You see, based on earthly comparisons we are all “good” people. We pay our taxes, try to live peaceable lives, obey the laws of this land, but in comparison with perfection how short all of us fall. Every day, we fail to help those in need, or we hurt those we love the most. Every day, we fall short of perfection. Judged by the law, we are without blame. Judged by what we should be, what in our better moments we want to be, we fall short, time and time again.

And so thank goodness we are not judged in the final instance by the law with its inability to show mercy. Instead, we are judged by God’s grace, grace which forgives us, grace which restores us, grace which at the same time helps us to be a little bit better than we were before.

With God’s grace we know we have not gotten away with something, Christ paid the price for all our sins. There is no free lunch with grace. But there is love, love that washes away our sin, our guilt, our vain regrets, washes them away so that we are white as snow.

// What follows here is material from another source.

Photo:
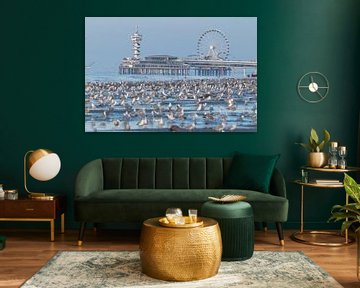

That is why the law is good only for this life, while grace grows brighter every day. Indeed, as we grow older and come closer to that life which is still to come, it glows brightest yet, leading us like a light in a dark tunnel safely through to the other side. That is why when we have experienced the touch of grace in this life we say that we have experienced a little bit of heaven while still here on earth.

The law is good. Don’t get me wrong. But it is incomplete. Limited. Unable to change the heart. Unable to bring true joy. Unable to show divine mercy. For that only grace will suffice, only the righteousness of God and not human law can bring inner goodness, true joy, and mercy which sets us free to be better than we were, better than we thought we could be.

“Mercy there was great and grace was free. Pardoned there was sanctified for me. There my weary heart found liberty at Calvary.”

“Marvellous grace of our loving Lord, grace that exceeds our sin and our guilt, yonder on Calvary’s mount outpoured, there where the blood of the Lamb was spilt.”

“Amazing grace, how sweet the sound that saved a wretch like me. I once was lost but now am found, was blind but now I see. . . . . Through many dangers toils and tares I have already come, t’was grace that led me safe thus far and grace will lead me home.”

I think Paul was a little harsh in his comments on the law. The law is good but perhaps he can be forgiven, for on the way to the city of Damascus, Paul experienced the touch of God’s loving grace in light of which the law seemed so weak, so impoverished, so inadequate, that he spent the rest of his life trying to learn more about that grace, trying to live by that grace and, even in the end, being willing to die for that grace.

There is an old, old description of the Apostle Paul which comes from the second century. Malcolm Muggeridge quotes it in his book on the Apostle Paul. In this book, the screen play for a five part BBC television documentary, Muggeridge tells the story, along with his friend Alex Vidler, of retracing Paul’s footsteps.

Muggeridge writes, “one of the synagogues at Bereoea was so ancient, and on the identical site of the one Paul actually held forth in, coming there from Thessalonica, that we almost expected Paul to loom into view (and here Muggeridge uses that second century description) a small bald, bandy-legged man who sometimes had the face of an angel.”

I am convinced that what that ancient writer saw in Paul’s face that made his face shine like an angel was the touch of God’s amazing grace.
And what is really special is that this same grace is offered to you this morning, if you will but open your heart, lay aside your self righteousness, put on the shelf for just a moment your goodness and your pride and, like a little child, accept God’s love for you, accept the forgiveness won for you on the cross of Calvary, accept that grace which is the only thing that can lead you safely home.